On International Day of People with Disabilities, YSF Media Manager, Andy Morgan blogs about how communication can play its part in getting people more active.
When I visited the offices of International Mixed Ability Sport to record the latest episode of ‘The YSF Podcast’, one line in particular stuck with me.
“Clubs may be welcoming, but are they truly inclusive?”
Being inclusive doesn’t start when someone walks through the door of your club or leisure centre. It includes the communication you put out to attract people to your club or session to get them to that point. This is, of course, assuming you’ve done your research into the what, when and how the audience you’re aiming at want to be active.
At this early stage, I should probably admit that we’re not perfect. For example, we absolutely could do more to make the communications we put out on social media more accessible and inclusive. Our website could be more user friendly. We know we need to be better.
In February, I was invited to the Royal National College for the Blind where I delivered some media workshops to players on the Goalball #FindTheNext talent camp, and it was then that the importance of accessible communication really hit home.
For those who don’t know, Goalball is a sport specifically designed for people with visual impairments. Technology is improving all the time, but seeing just how difficult it was to sign up to Twitter as someone with a visual impairment was staggering. It would take me, as someone fortunate to have good eye sight, a couple of minutes. It took one of the players there the best part of ten minutes. They’d probably have given up if I hadn’t been so keen to get them on there!

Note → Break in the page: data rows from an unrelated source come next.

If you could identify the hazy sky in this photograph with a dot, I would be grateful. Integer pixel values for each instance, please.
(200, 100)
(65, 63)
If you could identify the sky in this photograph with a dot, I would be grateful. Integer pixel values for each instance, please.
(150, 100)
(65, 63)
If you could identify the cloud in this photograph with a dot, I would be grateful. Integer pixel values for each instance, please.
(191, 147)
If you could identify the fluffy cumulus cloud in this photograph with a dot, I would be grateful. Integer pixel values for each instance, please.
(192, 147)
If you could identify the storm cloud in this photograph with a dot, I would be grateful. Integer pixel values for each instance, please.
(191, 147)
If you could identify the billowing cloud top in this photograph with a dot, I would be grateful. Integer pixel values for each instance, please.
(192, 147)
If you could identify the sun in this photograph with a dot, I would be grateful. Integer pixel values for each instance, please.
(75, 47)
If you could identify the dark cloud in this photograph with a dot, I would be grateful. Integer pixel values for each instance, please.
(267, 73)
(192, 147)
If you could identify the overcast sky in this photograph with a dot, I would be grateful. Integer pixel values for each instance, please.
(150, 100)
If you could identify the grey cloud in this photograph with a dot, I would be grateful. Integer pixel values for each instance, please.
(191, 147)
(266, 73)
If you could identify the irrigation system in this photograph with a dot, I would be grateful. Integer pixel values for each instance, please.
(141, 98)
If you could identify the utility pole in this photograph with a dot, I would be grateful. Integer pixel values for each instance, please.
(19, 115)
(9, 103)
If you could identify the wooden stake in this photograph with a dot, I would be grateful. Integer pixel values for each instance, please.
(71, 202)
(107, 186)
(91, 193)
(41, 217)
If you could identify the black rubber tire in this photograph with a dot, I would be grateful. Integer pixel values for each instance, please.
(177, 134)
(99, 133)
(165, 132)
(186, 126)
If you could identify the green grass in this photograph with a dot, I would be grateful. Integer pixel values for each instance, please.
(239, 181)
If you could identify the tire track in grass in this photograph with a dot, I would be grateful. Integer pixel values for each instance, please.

As well as sharing some of my knowledge, I sat and listened to their experiences of social media and to be honest, was embarrassed that we weren’t taking simple steps that could help those people experience media the way many of us take for granted.
The Activity Alliance’s ‘Access for all: inclusive communications’ guide and fact sheets are the oracle for all this and I strongly recommend you take a look. But here’s a few simple, practical things I see repeatedly.
- Don’t put text over a picture. Make it a solid background or block of colour. You and your designer might think your flyer looks pretty, but what’s the point if nobody can read it?
- Use ‘alternative text’ on your pictures so those who can’t make out the picture, get a description. It takes 30 seconds at the most. Platforms like Facebook do it automatically, but not all do.
- Use what’s known as camel case for hashtags. That means avoiding block capitals, and capitalising each word. For example, what’s easier to read – #creatingactiveschools or #CreatingActiveSchools? Not only easier to read, but screen readers can distinguish between words. Otherwise you’ve wasted your time coming up with that great hashtag.
Those are just three, very simple steps. To repeat, at YSF we’re not perfect. We might not get to perfection, but we’ll give it a good go at getting there. If you spot something we should be doing or could be doing better, please get in touch and let me know.
You might be responsible for your communications but you’re not a communications professional, so have you got the time? Well, if you don’t make the time, there’s a decent chance you’re falling at one of the first hurdles of getting more people active.
It shouldn’t have taken my experiences with the Goalball players to realise that I was alienating a significant part of an audience who we know could benefit most from being active.
There are plenty of barriers to disabled people becoming active, and some are more difficult to overcome than others. Communication shouldn’t be one of them. An extra 30 seconds care and attention with your communication could be the first step to someone with a disability becoming more active.